Sunday, December 2, 2012

Dremel attachment, the sequel

In our last episode we saw how I went about converting a chainsaw sharpening attachment into a vertical spindle for the Taig. But you will remember that the thing fouled the DSO (Dremel Shaped Object)/ What we needed were some spacers. Some careful measurement convinced me that 6.5 mm would be enough. I found a nice piece of scrap rod a little over 13mm long. Great. Now we have to center-drill it so it will act as a spacer. Of course it will need longer screws. Fortunately I save every screw that comes across my path.  But the real problem is center-drilling the spacers. Now the best way to do this is on the Taig, but Mr Taig was busy with other jobs. Furthermore the self-centering three-jaw chuck's jaws are shot. So I did it on the drill press. I made a fixture (a device to hold things down while you work on them). A simple wood block. Drill a hole through it, tight fit on the round piece, and slit the hole with a saw.

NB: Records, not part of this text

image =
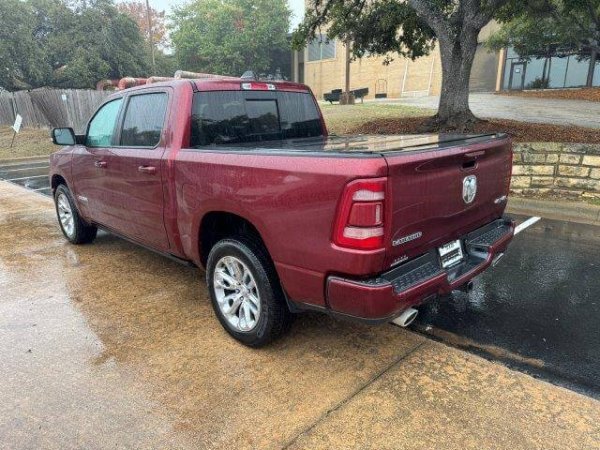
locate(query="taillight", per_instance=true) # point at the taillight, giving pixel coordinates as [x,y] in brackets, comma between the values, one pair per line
[361,215]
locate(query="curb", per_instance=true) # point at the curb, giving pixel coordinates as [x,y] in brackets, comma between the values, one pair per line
[24,159]
[556,209]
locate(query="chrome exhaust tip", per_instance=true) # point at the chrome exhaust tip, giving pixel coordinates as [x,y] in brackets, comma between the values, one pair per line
[497,259]
[406,318]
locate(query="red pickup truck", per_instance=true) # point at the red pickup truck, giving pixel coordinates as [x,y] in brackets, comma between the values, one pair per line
[241,178]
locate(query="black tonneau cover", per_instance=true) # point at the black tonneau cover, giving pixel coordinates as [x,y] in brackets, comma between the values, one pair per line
[362,144]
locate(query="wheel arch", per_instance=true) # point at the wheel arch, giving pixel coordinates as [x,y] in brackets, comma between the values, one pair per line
[217,225]
[57,180]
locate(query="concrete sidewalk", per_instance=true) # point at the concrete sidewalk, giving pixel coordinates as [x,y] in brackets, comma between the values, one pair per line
[112,346]
[535,110]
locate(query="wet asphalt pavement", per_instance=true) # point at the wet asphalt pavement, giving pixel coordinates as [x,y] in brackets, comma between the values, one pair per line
[30,174]
[537,311]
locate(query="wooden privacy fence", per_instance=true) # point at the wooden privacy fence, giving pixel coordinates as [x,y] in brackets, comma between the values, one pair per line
[50,107]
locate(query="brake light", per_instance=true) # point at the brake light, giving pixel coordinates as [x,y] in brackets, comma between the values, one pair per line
[361,215]
[254,86]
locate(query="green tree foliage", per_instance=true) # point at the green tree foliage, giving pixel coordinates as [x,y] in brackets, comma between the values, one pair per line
[22,61]
[229,36]
[67,44]
[411,28]
[541,27]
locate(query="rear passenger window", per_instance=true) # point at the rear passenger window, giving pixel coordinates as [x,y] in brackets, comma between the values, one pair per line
[144,119]
[102,127]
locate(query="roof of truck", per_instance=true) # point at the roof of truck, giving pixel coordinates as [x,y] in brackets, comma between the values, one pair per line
[219,84]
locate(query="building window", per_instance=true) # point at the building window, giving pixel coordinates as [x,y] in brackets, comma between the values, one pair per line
[561,69]
[321,48]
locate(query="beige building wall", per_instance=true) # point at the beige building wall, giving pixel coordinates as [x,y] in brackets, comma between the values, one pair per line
[402,77]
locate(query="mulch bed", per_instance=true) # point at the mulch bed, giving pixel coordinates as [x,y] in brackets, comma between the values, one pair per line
[520,131]
[589,94]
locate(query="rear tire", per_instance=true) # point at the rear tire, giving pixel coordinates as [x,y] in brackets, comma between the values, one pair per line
[75,229]
[245,292]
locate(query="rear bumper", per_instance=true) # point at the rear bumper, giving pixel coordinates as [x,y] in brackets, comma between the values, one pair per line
[383,298]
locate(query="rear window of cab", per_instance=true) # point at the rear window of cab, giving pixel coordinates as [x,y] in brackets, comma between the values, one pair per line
[231,117]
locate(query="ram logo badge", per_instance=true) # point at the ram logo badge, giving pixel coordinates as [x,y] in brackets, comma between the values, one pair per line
[469,189]
[405,239]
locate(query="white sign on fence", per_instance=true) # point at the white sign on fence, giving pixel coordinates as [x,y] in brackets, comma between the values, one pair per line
[17,124]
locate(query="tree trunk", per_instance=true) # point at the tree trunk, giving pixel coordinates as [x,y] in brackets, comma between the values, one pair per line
[593,59]
[457,56]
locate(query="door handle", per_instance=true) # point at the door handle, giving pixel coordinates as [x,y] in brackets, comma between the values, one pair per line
[151,170]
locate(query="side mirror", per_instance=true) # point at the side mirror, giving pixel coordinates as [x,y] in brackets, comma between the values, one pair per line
[63,136]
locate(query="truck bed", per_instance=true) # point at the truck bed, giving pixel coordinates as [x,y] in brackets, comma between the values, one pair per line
[366,145]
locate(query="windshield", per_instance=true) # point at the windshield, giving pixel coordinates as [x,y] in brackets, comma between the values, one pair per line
[228,117]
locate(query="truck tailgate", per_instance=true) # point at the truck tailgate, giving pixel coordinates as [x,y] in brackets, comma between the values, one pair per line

Clamp it in a vise. The slit makes the wood close around the steel rod and holds it fast.  Then you can e.g. drill it, which I did, all the way through. Fortunalely the hole was started by a previous project so I didn't have to center it. Then I sawed the spacer in half with a hacksaw, a marvellous tool. Use the same block to do the sawing. Guides the saw.  At the end of the day I had to roughly equal pieces. Trim up with a file, still on the block. At the end of the day I had two spacers.For the record the spacers are steel 6.3 mm (1/4") hardware store stuff.

You can just see the spacers. Now I have a spindle at right angles to the lathe axis, marvellous.

What I really want to do is cut clock gears. So for this I need a dividing plate and this is my next project. We will see how it goes.  I will also need gear cutters. I will have to make these. This is Alaska. We do have Home depot, and Lowe's, but we do not have machinist's supply houses. Got to order from afar, and pay shipping costs too. So I will make my own cutters. They must fit a Dremel shaft. I intend to start out with plastic gears.  Dremel will certainly cut plastic! But your high-precision  quartz clock uses plastic (probably lexan) gears so maybe I can cut one too.